2012年5月5日 ビジョン構築力・・・前半

原節子

東京都写真美術館で、幕末から明治初年に来日し活躍した写真家フェリーチェ・ベアトの展示会が、2012年3月6日 ( 火 ) ~ 5月6日 ( 日 )で開催された。とても興味深い鶏卵写真と湿板写真の展示が多くされており、中でも「愛宕山から見た江戸のパノラマ」(1863-1864頃撮影作品)は、当時の江戸がいかに美しい都市景観であったかを示す貴重なものであった。
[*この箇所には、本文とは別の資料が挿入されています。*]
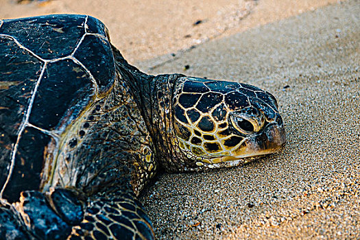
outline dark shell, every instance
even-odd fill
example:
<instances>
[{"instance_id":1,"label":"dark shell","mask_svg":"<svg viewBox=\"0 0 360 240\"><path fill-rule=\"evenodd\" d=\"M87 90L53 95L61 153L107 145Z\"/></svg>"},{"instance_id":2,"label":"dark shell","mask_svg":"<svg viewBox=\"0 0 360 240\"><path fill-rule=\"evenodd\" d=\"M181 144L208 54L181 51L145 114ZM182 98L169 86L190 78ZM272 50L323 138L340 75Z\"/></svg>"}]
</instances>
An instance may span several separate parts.
<instances>
[{"instance_id":1,"label":"dark shell","mask_svg":"<svg viewBox=\"0 0 360 240\"><path fill-rule=\"evenodd\" d=\"M53 133L106 95L115 78L99 20L62 14L0 21L0 189L12 169L3 197L38 189Z\"/></svg>"}]
</instances>

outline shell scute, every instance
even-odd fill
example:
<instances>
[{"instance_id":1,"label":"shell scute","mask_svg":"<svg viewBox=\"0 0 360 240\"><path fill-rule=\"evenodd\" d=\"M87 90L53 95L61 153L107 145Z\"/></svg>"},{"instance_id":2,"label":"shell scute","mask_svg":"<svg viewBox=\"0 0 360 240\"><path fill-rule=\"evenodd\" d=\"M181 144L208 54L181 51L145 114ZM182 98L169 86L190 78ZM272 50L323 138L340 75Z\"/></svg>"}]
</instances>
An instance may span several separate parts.
<instances>
[{"instance_id":1,"label":"shell scute","mask_svg":"<svg viewBox=\"0 0 360 240\"><path fill-rule=\"evenodd\" d=\"M73 51L85 33L85 19L84 15L50 15L5 20L0 34L14 37L43 59L58 58Z\"/></svg>"},{"instance_id":2,"label":"shell scute","mask_svg":"<svg viewBox=\"0 0 360 240\"><path fill-rule=\"evenodd\" d=\"M86 36L74 56L91 73L99 87L100 95L110 89L115 80L115 62L106 39Z\"/></svg>"},{"instance_id":3,"label":"shell scute","mask_svg":"<svg viewBox=\"0 0 360 240\"><path fill-rule=\"evenodd\" d=\"M5 189L3 196L10 202L19 199L24 189L37 190L47 145L52 138L32 127L26 127L19 141L14 158L14 169L11 176L11 187ZM8 162L8 159L6 159ZM3 176L3 175L2 176ZM1 178L1 185L5 178Z\"/></svg>"},{"instance_id":4,"label":"shell scute","mask_svg":"<svg viewBox=\"0 0 360 240\"><path fill-rule=\"evenodd\" d=\"M49 64L40 81L29 121L46 130L53 130L67 112L76 117L95 94L87 73L69 60Z\"/></svg>"},{"instance_id":5,"label":"shell scute","mask_svg":"<svg viewBox=\"0 0 360 240\"><path fill-rule=\"evenodd\" d=\"M0 36L0 136L16 136L43 63ZM15 141L16 141L15 137ZM13 141L0 141L0 149Z\"/></svg>"}]
</instances>

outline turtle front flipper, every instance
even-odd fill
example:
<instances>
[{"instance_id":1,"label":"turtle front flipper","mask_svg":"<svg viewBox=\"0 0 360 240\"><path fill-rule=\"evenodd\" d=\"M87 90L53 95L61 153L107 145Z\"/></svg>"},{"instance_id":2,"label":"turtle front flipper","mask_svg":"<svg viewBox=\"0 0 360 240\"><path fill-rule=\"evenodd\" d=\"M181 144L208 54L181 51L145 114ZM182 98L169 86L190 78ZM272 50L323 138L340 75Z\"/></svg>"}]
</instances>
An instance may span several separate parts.
<instances>
[{"instance_id":1,"label":"turtle front flipper","mask_svg":"<svg viewBox=\"0 0 360 240\"><path fill-rule=\"evenodd\" d=\"M152 223L132 190L91 197L70 239L155 239Z\"/></svg>"},{"instance_id":2,"label":"turtle front flipper","mask_svg":"<svg viewBox=\"0 0 360 240\"><path fill-rule=\"evenodd\" d=\"M0 239L154 239L152 226L130 189L86 201L71 190L21 193L0 207ZM14 208L12 208L14 206Z\"/></svg>"}]
</instances>

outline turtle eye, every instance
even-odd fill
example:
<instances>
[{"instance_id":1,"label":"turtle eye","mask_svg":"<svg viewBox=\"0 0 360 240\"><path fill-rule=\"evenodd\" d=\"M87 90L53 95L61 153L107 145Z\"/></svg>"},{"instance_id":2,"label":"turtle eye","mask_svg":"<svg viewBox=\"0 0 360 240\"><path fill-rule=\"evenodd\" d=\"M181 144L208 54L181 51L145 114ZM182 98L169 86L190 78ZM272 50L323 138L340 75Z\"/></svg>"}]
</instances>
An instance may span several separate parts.
<instances>
[{"instance_id":1,"label":"turtle eye","mask_svg":"<svg viewBox=\"0 0 360 240\"><path fill-rule=\"evenodd\" d=\"M244 134L252 134L259 130L257 121L244 115L233 116L231 117L231 121L234 128Z\"/></svg>"},{"instance_id":2,"label":"turtle eye","mask_svg":"<svg viewBox=\"0 0 360 240\"><path fill-rule=\"evenodd\" d=\"M244 132L254 132L254 125L249 121L244 119L238 119L237 120L237 125L238 128Z\"/></svg>"}]
</instances>

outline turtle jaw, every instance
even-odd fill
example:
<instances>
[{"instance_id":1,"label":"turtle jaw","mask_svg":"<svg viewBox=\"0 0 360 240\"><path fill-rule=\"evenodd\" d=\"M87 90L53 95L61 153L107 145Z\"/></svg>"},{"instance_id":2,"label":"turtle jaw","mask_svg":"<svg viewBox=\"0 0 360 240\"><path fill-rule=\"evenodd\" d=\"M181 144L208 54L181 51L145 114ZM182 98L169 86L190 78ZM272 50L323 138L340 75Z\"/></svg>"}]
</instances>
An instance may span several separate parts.
<instances>
[{"instance_id":1,"label":"turtle jaw","mask_svg":"<svg viewBox=\"0 0 360 240\"><path fill-rule=\"evenodd\" d=\"M206 163L210 169L231 167L247 163L254 157L279 152L286 142L286 134L283 125L277 123L268 125L259 134L244 139L231 152L231 155L213 158ZM198 166L203 164L197 163Z\"/></svg>"},{"instance_id":2,"label":"turtle jaw","mask_svg":"<svg viewBox=\"0 0 360 240\"><path fill-rule=\"evenodd\" d=\"M235 158L243 158L279 152L286 142L283 126L269 124L259 134L244 139L240 147L232 152Z\"/></svg>"}]
</instances>

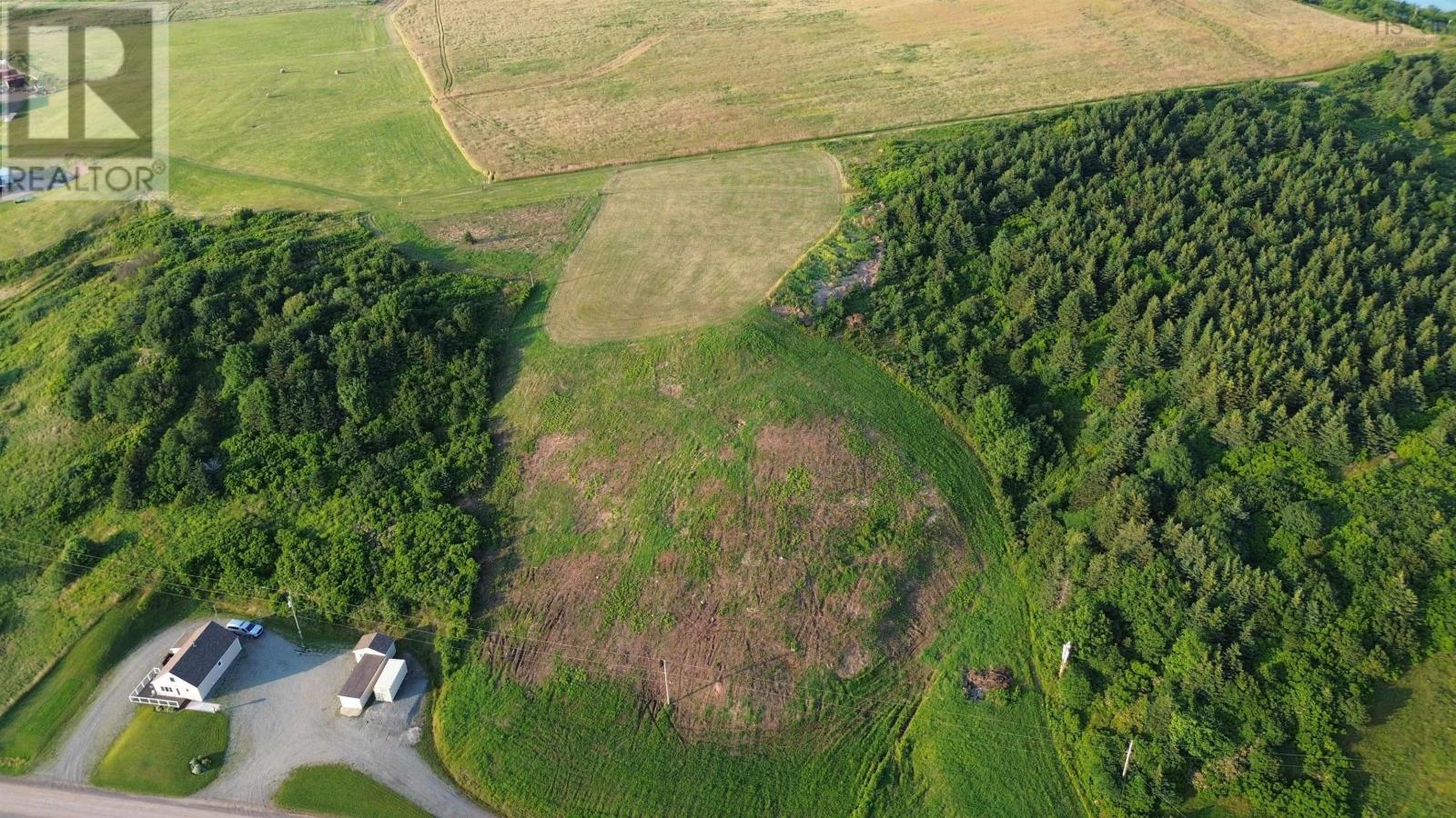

このベアト展を見てフロアに出ると、目の前に原節子の美しい写真ポスターが展示されていた。同美術館ホールで原節子16歳主演デビュー作の「新しき土」が、75年ぶりにスクリーン公開されているのだ。これは観ないといけないと早速に入ってみた。

「新しき土」は昭和12年(1937)公開の日独合作映画。新しき土とは満州のことを指していて、ドイツ語版のタイトルは「Die Tochter des Samurai」(侍の娘)である。

ドイツの山岳映画の巨匠アーノルド・ファンクと、日本の伊丹万作の共同監督で制作が計画されたが、文化的背景の違いから両監督の対立となり、同タイトルでファンク版と伊丹版の2本のフィルムが撮影された。

監督以外のキャスト・スタッフも豪華で、国民的人気のあった原節子や日本を代表する国際スター早川雪洲、スタッフでは撮影協力に円谷英二(この作品において日本で初めて本格的なスクリーン・プロセス撮影が行なわれた)、音楽に山田耕筰が名を連ねている。東京都写真美術館ホールで公開されたのは、ドイツ人監督ファンク版のほうで、山岳映画の監督らしく、日本の山々の美しい景色が映されている一方で、東京市街を阪神電車が走っていたり、光子の家の裏が厳島神社であるなど、日本人から見ると滑稽なシーンも多いが、原節子の息をのむ美しさに満足すると同時に、当時と今では人口に対する考え方が全く反対であることに気づいた。

人口過多か、人口減か

映画「新しき土」のなかで、何回か語られるのは「日本は土地が狭いのに人口が多すぎる」という問題指摘である。映画が公開された昭和12年の人口は7,063万人であって、この数字が日本にとっては多すぎるからこそ、その対策として「新しき土=満洲侵略」を国家政策としたのである。当時の国家政策判断として、他国に侵略してまで、日本の人口過大問題を解決しようとしたことは問題であるが、国民と政治家が人口対策を真剣に考えていたことは事実である。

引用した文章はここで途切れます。